From your Boccalone to God's ears / by Susie Lubell

Boccalone

Hi. I've been thinking a lot lately about my life and my livelihood and I've decided to let you in on a little secret. I want to get paid for writing. Because shouldn't we all get paid for what we do best? For instance, I have a brother who is really amazing at spinning stuff on his index finger. I feel like someone should pay him to do that. And while I know that what I offer is not nearly as physically nourishing as Tasty Salted Pig Parts (see above), I think my blog does offer a kind of nourishment for the soul. Yes? Maybe?

(As an aside, we passed by this little shop, Boccalone, in the Ferry Building in San Francisco a few weeks ago. We didn't partake because we don't eat pork, but I like that when you go there, you know exactly what you're getting. And, incidentally, boccalone means big mouth, I think, in Italian American slang. You'll be needing your boccalone later on in the post).

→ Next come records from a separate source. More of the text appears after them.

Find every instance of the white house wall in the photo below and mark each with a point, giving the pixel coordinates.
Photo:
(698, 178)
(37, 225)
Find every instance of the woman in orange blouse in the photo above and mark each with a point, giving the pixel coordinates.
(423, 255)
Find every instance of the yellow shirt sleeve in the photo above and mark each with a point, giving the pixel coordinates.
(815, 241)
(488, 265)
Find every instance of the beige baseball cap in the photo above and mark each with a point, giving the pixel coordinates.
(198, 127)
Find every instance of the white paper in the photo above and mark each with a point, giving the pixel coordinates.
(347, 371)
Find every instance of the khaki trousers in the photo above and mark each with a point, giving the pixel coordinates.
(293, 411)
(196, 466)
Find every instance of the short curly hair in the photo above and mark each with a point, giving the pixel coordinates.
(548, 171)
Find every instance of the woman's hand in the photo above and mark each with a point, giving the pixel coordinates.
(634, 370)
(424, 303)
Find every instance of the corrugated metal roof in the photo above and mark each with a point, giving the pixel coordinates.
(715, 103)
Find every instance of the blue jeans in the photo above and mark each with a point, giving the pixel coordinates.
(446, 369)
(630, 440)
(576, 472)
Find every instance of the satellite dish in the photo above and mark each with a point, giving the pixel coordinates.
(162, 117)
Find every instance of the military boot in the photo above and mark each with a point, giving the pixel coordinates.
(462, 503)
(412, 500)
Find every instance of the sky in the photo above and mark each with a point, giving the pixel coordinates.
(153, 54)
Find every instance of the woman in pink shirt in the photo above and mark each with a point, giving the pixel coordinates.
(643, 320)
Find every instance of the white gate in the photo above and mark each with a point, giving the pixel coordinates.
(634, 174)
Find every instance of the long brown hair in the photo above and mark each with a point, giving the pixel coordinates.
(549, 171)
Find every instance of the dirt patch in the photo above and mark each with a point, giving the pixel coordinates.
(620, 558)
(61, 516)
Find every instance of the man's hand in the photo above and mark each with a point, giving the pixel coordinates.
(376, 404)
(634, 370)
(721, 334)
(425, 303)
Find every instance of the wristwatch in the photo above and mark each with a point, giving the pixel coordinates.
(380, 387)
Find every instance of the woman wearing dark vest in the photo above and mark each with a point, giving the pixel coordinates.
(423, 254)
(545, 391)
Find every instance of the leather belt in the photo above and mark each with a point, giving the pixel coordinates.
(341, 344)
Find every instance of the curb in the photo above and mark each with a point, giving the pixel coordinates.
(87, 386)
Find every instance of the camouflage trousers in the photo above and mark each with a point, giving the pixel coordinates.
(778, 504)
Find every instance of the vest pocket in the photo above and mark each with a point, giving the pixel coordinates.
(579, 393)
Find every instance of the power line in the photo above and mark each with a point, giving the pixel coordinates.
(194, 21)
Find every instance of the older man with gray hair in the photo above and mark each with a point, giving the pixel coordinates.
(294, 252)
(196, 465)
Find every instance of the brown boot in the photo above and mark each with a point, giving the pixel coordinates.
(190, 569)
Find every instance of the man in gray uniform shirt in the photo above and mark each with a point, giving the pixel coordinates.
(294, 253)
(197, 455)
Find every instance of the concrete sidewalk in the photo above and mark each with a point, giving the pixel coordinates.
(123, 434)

I put this little message out into the universe a few years ago (about getting paid to write) and ended up with a copy writing job at Shutterfly which I didn't know at the time would be a first step toward starting my business and fulfilling my dream of being a working artist. So that's all good. Thanks universe.

But I'm understanding now that I needed to be more specific about the kind of writing for which I would like to be paid. I want to be paid money for writing this blog. Not that I want YOU to pay me money because lord knows none of us has any money. Seriously. But there are companies out there with a lot of money or even a little money and they should pay me because even though I don't get much traffic over here, my posts have above average grammar. This is something that many other blogs do not offer. Trust me.

Or maybe I could submit some of my funnier posts with a pitch for a BOOK to a publisher. How novel! A blogger that wants to write a book! That's just what the world needs! And how does one submit to publishers anyway? Just look up the address and send along a package? Would I need an agent? Maybe I should start with a magazine column? Self-publishing? A blog? YES! Maybe I'll write a blog! Wait.

I wish I could muster up some spirit, drive and enthusiasm on the subject but it all seems kind of big, daunting and impossible. I think that waiting for someone to find me would be more my style. I hang around and write little vignettes and you, marketer/publisher/editor, happen upon my work and we agree on a book concept and you write me a big check.

So while I'm waiting for that, here's what you can do, loyal reader:
  1. Subscribe to the blog, friends! It can only bring you joy and happiness. Just click the subscribe button and every post will come straight to your google reader or whatever your home page is. Then you don't have to rely on Facebook or check every five minutes to see if I've written anything new. You and your employer will thank me.
  2. Run up and down your street screaming my url. INNERTODDLER.COM If you do this without a shirt on it will really grab people's attention. You might also get arrested so be sure to tell everyone at the police department about the blog too. And if you're at the Mountain View Police Department, say hi to my friend Jill who works there.
  3. Call up the famous people in your life and let them know about me. A celebrity endorsement can go a long way. No doubt Tori Spelling or Nicole Ritchie could use some assurance that toddler erection (in a boy) is totally freaky normal. And all of those Hollywood Kabbalah junkies should certainly own at least one of my hamsas.
  4. Tell all of your publisher friends to come have a read. And mention that this blog ranks very high if not number one on several key search terms including, but not limited to, "toddler erection", "toddler mariachi costume" and "kiss my fannie mae".
  5. Send any of YOUR suggestions my way. I'll dedicate my book to you.
OK readers! Go forth! Spread the good word. Operators are standing by.